The Sierra Club on Monday urged Xcel Energy to retire two of its coal-powered generators at the utility's largest Midwest power plant.
The Sherburne County Generating Station near Becker, Minn., supplies enough electricity to power more than 2 million homes. Environmentalists say the plant, known as Sherco, emits too much carbon dioxide, contributing to climate change.
Sierra Club's request comes as Xcel prepares to negotiate the plant's future with state regulators. Sherco units 1 and 2 were built in the 1970s. A third coal-fired unit built in 1987 has been offline for repair work for nearly two years. Xcel has said it expects that unit will be up and running by the end of the month.
"It's the largest polluter in Minnesota. People realize that it's dirty, it's dangerous, and we have better solutions like wind, solar and energy efficiency to replace it. And those solutions are ready and it's time we start to get moving," said Joshua Low, an organizer with the Sierra Club's Beyond Coal campaign in Minnesota.

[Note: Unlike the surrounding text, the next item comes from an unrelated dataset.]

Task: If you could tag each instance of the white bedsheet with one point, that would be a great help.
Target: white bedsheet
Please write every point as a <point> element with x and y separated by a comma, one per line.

Amid noisy construction work and light rail trains on Nicollet Mall in downtown Minneapolis, Low and several other organizers delivered two boxes of letters and comment cards to Rick Evans, Xcel's director of regional government affairs.
Low said the comments urging the retirement of Sherco units 1 and 2 are also being sent to the Minnesota Public Utilities Commission. The public comment period in the process to evaluate Sherco's future ends Oct. 1.
Xcel is considering the environment along with costs and the electricity needs of its customers, Evans said. In addition, the U.S. Environmental Protection Agency is expected to announce new regulations for coal-fired power plants sometime next year that could make coal generation more costly.
"This particular look at the Sherco plants is a complex decision involving costs and environmental benefits and the energy needs of our customers, and all of those are factors that have to be considered and reconsidered as the facts change," Evans said.
Xcel says it plans to continue using Sherco units 1 and 2 for now, saying the timing and cost of future carbon dioxide regulations are key factors in determining the plant's future.